The world's top race car drivers, and the gamblers who love them, convene in Monaco this week for the annual Grand Prix. From May 23–26, the winding roads of Europe's glamorous principality will be overtaken with automotive enthusiasts of every stripe.
While the Grand Prix is arguably the world's most famous Formula 1 race, Monaco isn't the only global destination car lovers should consider. From Germany's legendary Autobahn, to Model T mash-ups in Cuba, here are four other spots where fans can get their fix.
Havana, Cuba: For the majority of the 20th Century, Cubans only had access to cars purchased before the country's 1959 revolution. As a result, drivers got creative, trading and repurposing vintage car parts to make existing vehicles last for some 50 years. These elegant, one-of-a-kind Model T mixtures now chortle through modern-day Havana in a moving museum of automotive ingenuity. Thanks to licensed tour operators like Insight Cuba, Americans can now legally see it for themselves.
Stuttgart, Germany: The birthplace of the automobile, Germany has plenty of automotive attractions to boot. Cruise the high-speed Autobahn to Stuttgart, where the Mercedes-Benz museum has two-hour tours amongst the hillsides of Germany's picturesque Baden-Württenberg. In the north of the city, the Porsche Factory is a veritable altar to analog assembly, where vehicles are produced entirely by hand. Porsche also has a small, recently remodeled museum displaying 80 vintage cars.
Detroit, Michigan: Motor City is an imperative stop on any automotive itinerary. Check out the Henry Ford Museum and its accompanying Ford Rouge Factory to understand Detroit's significance in both automotive production and the industrial history of 20th Century America. The museum houses 200 vehicles, including the Goldenrod racecar and the 1961 Lincoln Continental in which JFK was assassinated. The Rouge plant, now a tourist attraction, was once a 15 million-square-foot assembly complex, with 93 buildings and 120 miles of conveyor belts producing a new car every 49 seconds.

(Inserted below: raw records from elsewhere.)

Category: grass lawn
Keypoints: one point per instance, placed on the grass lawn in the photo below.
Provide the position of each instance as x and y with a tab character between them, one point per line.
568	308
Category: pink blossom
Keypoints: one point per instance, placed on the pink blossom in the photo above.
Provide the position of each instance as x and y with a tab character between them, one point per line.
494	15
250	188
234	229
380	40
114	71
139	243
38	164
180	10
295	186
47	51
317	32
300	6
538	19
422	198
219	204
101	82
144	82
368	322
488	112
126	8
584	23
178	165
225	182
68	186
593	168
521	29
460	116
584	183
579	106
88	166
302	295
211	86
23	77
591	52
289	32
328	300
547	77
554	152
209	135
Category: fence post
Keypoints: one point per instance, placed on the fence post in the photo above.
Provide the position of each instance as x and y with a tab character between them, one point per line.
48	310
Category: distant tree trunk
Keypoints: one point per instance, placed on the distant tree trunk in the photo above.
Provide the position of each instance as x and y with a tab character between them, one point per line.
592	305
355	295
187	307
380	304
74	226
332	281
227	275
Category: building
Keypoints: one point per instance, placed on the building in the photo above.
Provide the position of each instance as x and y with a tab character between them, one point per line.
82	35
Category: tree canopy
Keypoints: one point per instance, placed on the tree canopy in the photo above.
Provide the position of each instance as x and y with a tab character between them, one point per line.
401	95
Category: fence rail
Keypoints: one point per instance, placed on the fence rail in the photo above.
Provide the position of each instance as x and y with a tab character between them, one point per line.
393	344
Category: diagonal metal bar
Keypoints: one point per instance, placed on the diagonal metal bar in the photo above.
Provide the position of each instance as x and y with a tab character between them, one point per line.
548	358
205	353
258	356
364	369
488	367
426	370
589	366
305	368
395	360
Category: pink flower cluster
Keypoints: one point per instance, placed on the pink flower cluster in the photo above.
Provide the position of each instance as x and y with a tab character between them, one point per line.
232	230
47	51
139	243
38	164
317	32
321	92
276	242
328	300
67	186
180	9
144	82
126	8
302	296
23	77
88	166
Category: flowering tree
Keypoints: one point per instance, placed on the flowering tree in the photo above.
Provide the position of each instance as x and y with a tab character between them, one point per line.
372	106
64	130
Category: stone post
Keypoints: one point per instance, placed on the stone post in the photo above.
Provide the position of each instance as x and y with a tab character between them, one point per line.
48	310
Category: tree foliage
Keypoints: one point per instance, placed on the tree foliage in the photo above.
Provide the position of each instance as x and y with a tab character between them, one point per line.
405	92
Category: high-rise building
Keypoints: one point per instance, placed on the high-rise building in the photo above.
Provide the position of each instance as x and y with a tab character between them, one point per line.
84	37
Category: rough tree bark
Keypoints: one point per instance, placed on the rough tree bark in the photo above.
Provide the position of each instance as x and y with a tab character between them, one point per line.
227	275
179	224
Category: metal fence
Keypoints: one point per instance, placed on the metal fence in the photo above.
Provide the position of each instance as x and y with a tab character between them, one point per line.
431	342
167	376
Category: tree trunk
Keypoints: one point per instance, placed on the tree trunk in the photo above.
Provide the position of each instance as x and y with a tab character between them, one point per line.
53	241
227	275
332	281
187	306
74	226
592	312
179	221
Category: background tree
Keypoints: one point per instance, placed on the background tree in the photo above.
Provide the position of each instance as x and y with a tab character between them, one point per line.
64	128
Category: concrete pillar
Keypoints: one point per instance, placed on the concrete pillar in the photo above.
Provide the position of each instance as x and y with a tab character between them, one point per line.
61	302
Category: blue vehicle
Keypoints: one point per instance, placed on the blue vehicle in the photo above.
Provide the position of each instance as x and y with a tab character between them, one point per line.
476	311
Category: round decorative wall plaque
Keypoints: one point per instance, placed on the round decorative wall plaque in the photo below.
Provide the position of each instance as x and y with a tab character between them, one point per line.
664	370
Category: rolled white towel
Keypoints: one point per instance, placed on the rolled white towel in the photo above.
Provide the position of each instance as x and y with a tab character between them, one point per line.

Modena, Italy: Every year, almost 200,000 car lovers trek to northern Italy to see Ferrari's birthplace and
bat cave corporate complex. While the official museum, Galleria Ferrari, has 40 contemporary and vintage vehicles, the real attraction is the exclusive Maranello company headquarters. Designed by Jean Nouvel and Renzo Piano, the company headquarters is open only to employees, the Ferrari family, and customers looking to create their own, entirely customized new car. Hey, all you need is $200,000 and a dream.
What are your ultimate automobile destinations?